This lesson covers the understanding of scattering models and techniques. It delves into the results obtained from solving equations related to scattering models. The lesson explains the concept of reflectivity of a layer of particles, isotropic scattering, and the impact of forward scattering. It also discusses the errors made when assuming isotropic scattering. The lesson further explores the effect of the total optical depth of the slab of particles and the transmittance. It introduces the discrete ordinates method and the spherical harmonic method for solving complex scattering problems. The lesson concludes with a discussion on the Monte Carlo method, which is becoming increasingly popular due to advancements in computer technology.

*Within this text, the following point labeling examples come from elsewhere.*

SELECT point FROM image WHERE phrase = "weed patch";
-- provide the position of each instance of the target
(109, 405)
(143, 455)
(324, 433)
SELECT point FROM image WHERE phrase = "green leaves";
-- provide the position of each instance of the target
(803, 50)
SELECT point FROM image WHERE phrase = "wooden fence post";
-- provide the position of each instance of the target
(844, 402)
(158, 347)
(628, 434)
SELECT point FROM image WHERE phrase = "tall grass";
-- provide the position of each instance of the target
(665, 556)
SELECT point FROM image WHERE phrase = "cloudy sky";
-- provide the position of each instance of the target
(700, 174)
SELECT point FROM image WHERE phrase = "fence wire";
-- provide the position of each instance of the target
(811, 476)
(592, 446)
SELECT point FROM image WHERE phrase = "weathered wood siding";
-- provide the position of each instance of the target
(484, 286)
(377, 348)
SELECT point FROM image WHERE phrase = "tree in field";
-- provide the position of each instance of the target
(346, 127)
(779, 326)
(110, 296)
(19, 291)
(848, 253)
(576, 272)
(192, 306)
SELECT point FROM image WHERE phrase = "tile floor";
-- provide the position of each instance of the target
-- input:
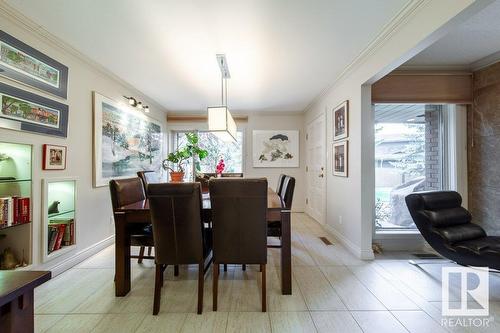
(332, 292)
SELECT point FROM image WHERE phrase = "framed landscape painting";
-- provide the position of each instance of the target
(24, 111)
(341, 121)
(125, 141)
(54, 157)
(340, 158)
(21, 62)
(275, 149)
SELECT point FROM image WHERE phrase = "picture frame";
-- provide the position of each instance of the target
(22, 63)
(125, 141)
(276, 148)
(341, 121)
(24, 111)
(340, 158)
(54, 157)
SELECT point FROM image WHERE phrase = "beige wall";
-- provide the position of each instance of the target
(93, 206)
(484, 136)
(278, 122)
(350, 201)
(259, 121)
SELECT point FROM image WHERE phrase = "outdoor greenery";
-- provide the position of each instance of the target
(179, 157)
(231, 152)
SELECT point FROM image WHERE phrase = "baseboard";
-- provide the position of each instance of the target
(353, 248)
(74, 260)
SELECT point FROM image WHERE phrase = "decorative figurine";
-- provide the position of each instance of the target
(8, 259)
(53, 208)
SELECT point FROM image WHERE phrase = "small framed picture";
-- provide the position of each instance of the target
(340, 158)
(54, 157)
(341, 121)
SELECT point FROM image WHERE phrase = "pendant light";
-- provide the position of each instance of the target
(220, 120)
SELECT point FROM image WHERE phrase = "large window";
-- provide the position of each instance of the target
(231, 152)
(409, 157)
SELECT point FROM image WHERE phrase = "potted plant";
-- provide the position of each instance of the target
(180, 156)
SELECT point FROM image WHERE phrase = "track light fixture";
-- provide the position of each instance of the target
(137, 104)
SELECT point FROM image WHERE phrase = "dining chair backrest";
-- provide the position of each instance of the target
(232, 175)
(148, 177)
(281, 178)
(126, 191)
(287, 191)
(176, 217)
(239, 208)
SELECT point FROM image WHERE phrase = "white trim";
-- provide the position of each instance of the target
(485, 62)
(77, 258)
(28, 24)
(363, 254)
(324, 116)
(385, 34)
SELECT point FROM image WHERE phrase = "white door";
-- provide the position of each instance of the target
(316, 169)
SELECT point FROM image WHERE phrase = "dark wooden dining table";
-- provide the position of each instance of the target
(138, 212)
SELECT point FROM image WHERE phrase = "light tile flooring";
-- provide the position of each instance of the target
(332, 292)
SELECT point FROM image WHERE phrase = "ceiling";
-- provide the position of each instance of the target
(399, 113)
(281, 53)
(476, 39)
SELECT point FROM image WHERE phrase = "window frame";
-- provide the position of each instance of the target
(173, 133)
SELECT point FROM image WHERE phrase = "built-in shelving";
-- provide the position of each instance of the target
(15, 184)
(59, 236)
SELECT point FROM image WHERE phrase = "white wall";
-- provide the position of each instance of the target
(94, 205)
(278, 122)
(275, 121)
(415, 28)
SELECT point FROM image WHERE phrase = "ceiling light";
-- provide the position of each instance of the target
(221, 123)
(131, 101)
(220, 120)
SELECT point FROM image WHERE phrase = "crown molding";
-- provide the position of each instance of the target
(388, 30)
(485, 62)
(27, 24)
(406, 69)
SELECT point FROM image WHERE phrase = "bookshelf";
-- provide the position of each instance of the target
(59, 216)
(15, 219)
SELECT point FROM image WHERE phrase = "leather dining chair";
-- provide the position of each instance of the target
(124, 192)
(286, 194)
(148, 177)
(179, 235)
(239, 208)
(281, 178)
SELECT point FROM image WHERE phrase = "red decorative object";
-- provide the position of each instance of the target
(220, 167)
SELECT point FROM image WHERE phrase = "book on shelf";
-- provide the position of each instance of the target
(61, 233)
(14, 210)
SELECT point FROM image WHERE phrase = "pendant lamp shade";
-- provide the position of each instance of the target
(221, 123)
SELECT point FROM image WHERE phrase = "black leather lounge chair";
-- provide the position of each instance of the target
(447, 227)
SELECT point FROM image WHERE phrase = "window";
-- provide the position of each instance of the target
(231, 152)
(409, 157)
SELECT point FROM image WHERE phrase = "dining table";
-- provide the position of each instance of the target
(138, 212)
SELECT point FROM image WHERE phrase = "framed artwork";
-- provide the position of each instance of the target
(341, 121)
(54, 157)
(275, 149)
(340, 158)
(125, 141)
(24, 64)
(24, 111)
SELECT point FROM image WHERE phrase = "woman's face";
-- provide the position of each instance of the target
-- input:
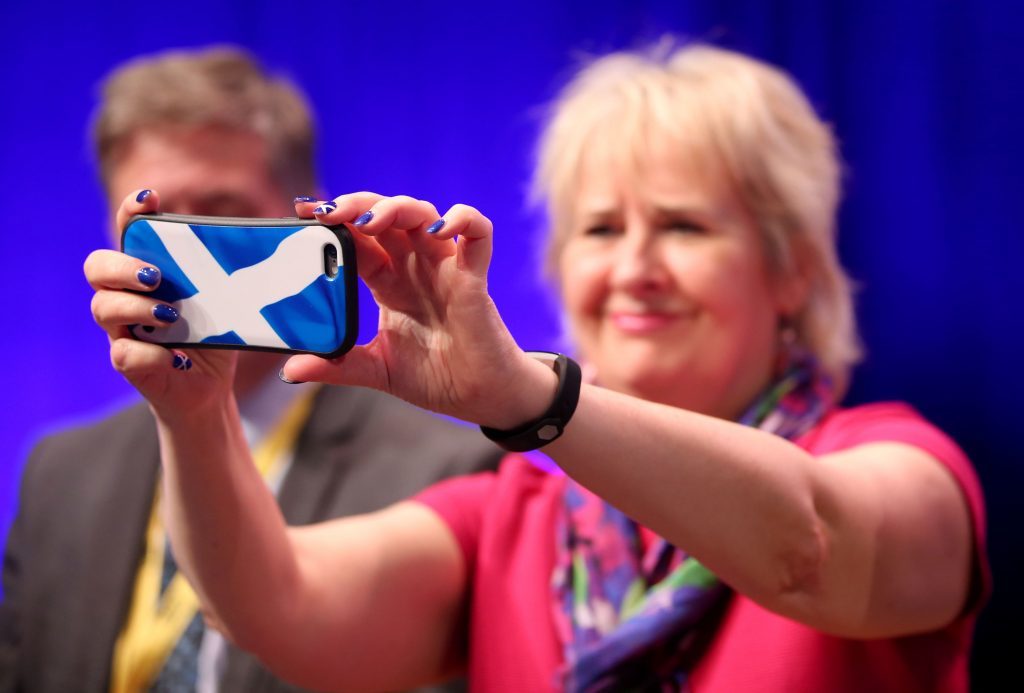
(667, 289)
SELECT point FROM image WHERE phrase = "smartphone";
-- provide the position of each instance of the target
(266, 285)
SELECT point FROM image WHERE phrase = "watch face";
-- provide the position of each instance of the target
(546, 357)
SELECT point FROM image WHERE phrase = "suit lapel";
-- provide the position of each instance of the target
(320, 463)
(129, 477)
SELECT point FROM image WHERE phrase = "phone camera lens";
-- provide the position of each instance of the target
(330, 261)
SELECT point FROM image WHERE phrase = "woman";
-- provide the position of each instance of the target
(692, 200)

00:57 - Discussion on different climate parameters and isotropic scattering,
07:19 - Explanation of the relationship between Albedo, back scattering, and optical depth,
11:37 - Introduction to the discrete ordinates method for dealing with a system of particles which are scattering isotropically,
29:50 - Explanation of the spherical harmonic method for solving problems involving scattering in powders, clouds, and aerosols,
43:11 - Discussion on the adding-doubling method for solving problems with optically thin layers,
48:13 - Introduction to the Monte Carlo method for solving complex scattering problems,
- Reflectivity of particles increases linearly initially for small values of single scaring Albedo.
- Isotropic scattering is uniform in all directions.
- Forward scattering results in less backward scattering, hence reducing the Albedo of a cloud of particles.
- The discrete ordinates method and the spherical harmonic method are traditional techniques used to solve complex scattering problems.
- The Monte Carlo method is becoming increasingly popular due to advancements in computer technology, as it can handle problems of any complexity.